Living in D.C. brings with it a whole different electricity on Election Day. Without Congressional representation, there's not a lot that we vote for that counts for much, but our local elections really matter. This year one of the candidates for Advisory Neighborhood Commission in my neighborhood has done the ultimate in voter outreach. He's hosted mixers, made personal phone calls, and (my favorite) sent out handwritten, personalized letters. I spent a good 15 minutes talking to him one afternoon a couple of weeks ago. Needless to say, he has earned my vote wholeheartedly! Because what really matters, to me and, I would hazard a guess, to many of my neighbors, is constituent relations. I've already mentioned my love for Jim Graham's staff. If you want things done in what can be a dysfunctional city, you've got to have someone you can call.
And frankly, in return for earning our vote, our elected officials owe us their attention. Even when the person representing you is not the candidate you supported, they still have a responsibility to listen to you. It's a part of good citizenship to ask much of our elected leaders. It's also good citizenship to get out and vote. There aren't many people in my sphere who don't vote, but the ones that I can think of have been browbeaten by me about the responsibility of voting. (Don't even get me started on what a privilege it is to be able to vote and what people in other countries -- not to mention our own -- have gone through for the right to vote.)
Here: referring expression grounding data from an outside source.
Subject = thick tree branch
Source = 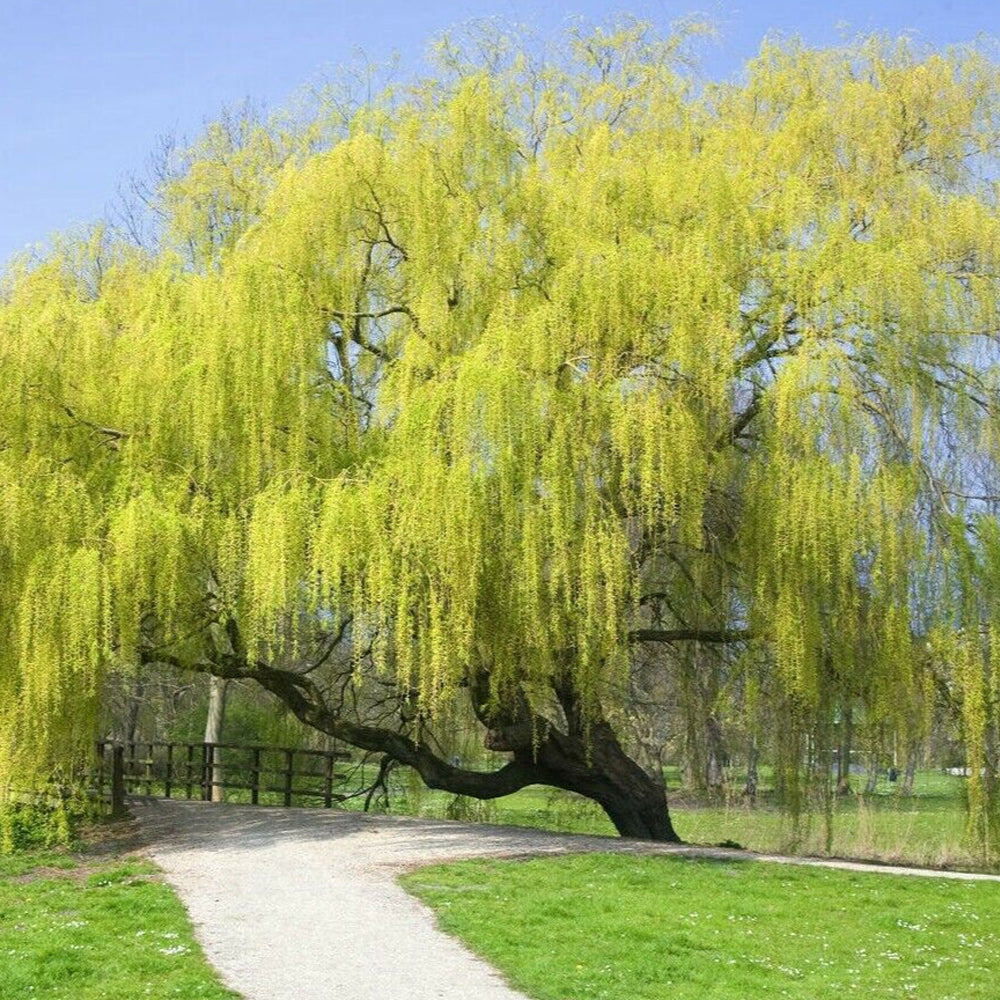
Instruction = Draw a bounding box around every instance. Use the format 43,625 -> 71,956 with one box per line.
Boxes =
629,627 -> 752,644
148,644 -> 540,799
715,393 -> 761,451
59,403 -> 131,447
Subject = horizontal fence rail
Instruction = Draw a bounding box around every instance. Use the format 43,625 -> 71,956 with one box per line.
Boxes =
95,741 -> 352,814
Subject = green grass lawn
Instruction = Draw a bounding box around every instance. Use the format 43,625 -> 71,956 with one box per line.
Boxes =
402,853 -> 1000,1000
0,829 -> 238,1000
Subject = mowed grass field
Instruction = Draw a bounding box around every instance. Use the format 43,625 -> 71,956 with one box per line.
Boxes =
0,831 -> 237,1000
402,853 -> 1000,1000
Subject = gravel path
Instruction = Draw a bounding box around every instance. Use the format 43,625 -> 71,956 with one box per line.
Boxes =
131,797 -> 1000,1000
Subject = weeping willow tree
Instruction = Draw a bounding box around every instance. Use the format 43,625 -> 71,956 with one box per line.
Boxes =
3,20 -> 1000,845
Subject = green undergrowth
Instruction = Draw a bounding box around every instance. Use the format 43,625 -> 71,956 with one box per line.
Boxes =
0,825 -> 239,1000
402,853 -> 1000,1000
0,795 -> 100,854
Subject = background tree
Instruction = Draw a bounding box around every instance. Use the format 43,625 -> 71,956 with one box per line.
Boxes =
2,21 -> 1000,845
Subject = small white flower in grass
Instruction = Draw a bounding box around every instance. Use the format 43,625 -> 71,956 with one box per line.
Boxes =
158,945 -> 190,956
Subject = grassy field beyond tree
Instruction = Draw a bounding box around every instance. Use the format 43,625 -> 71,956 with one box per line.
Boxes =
387,769 -> 997,872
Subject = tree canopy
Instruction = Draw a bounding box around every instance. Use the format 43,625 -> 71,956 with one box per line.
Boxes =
2,21 -> 1000,845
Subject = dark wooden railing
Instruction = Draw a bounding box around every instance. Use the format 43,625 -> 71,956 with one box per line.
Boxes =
96,740 -> 352,814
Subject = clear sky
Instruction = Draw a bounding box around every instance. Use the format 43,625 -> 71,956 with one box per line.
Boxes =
2,1 -> 998,267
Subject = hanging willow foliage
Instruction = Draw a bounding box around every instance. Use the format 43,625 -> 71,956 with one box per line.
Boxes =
2,20 -> 1000,846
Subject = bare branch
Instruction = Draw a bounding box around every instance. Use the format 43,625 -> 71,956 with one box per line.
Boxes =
629,627 -> 752,644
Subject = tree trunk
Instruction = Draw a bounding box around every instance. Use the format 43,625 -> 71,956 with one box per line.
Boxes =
536,721 -> 679,840
541,671 -> 679,840
836,706 -> 853,795
204,647 -> 682,841
203,675 -> 229,803
483,710 -> 681,841
705,714 -> 726,795
900,743 -> 920,797
124,674 -> 144,744
742,738 -> 759,803
864,751 -> 879,795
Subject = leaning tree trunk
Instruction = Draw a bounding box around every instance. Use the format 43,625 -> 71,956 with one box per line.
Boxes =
530,718 -> 678,840
514,671 -> 680,841
207,644 -> 682,841
480,721 -> 679,840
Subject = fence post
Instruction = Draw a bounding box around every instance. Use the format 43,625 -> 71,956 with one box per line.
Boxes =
202,743 -> 213,802
111,745 -> 126,818
128,741 -> 137,795
251,747 -> 261,806
92,739 -> 350,811
165,743 -> 173,799
324,753 -> 334,808
95,741 -> 105,801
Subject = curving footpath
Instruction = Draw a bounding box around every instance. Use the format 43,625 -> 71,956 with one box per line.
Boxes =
131,798 -> 1000,1000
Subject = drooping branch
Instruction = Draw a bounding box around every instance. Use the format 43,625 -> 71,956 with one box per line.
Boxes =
242,660 -> 545,797
147,642 -> 541,800
59,403 -> 131,448
324,305 -> 413,362
629,627 -> 753,644
715,393 -> 762,451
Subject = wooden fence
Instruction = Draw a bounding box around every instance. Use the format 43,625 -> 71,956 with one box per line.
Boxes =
95,741 -> 352,816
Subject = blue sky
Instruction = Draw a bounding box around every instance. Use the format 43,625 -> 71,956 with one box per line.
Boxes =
2,1 -> 998,268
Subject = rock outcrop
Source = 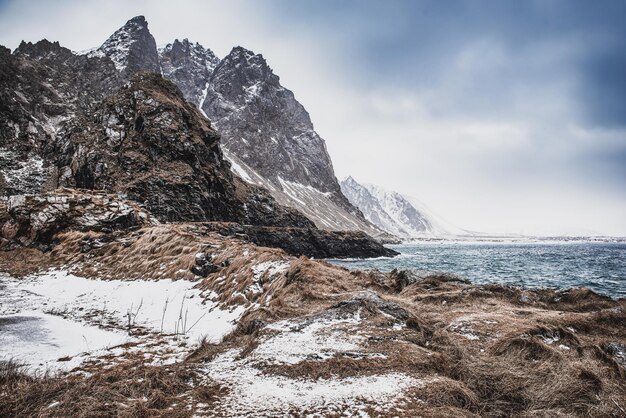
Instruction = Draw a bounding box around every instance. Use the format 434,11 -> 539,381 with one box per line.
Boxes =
201,222 -> 399,259
0,189 -> 155,250
47,72 -> 312,227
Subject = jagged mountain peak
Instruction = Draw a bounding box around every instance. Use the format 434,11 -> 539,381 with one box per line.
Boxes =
158,38 -> 219,108
95,15 -> 159,75
215,46 -> 278,87
229,45 -> 259,59
13,39 -> 73,60
128,15 -> 147,24
160,38 -> 219,69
There's a new trend emerging to encourage early voting. It's a great idea in theory, but there's just something so exciting to me about going to the polls on Election Day. When I was in college, I had to vote absentee, which was always really depressing. No proudly pulling the lever (because that's how they did it in those days). No campaign workers issuing last ditch attempts to get my vote. No "I Voted!" sticker. Just a pencil and a stamp. Boring. That's why I'm not going to vote early (or often!). This year, I'll be waiting in line at the polls, same as I do every Election Day, filling out my ballot, and proudly wearing my "I Voted!" sticker all day long like a (possibly dorky) badge of honor. Because Election Day really is my favorite holiday.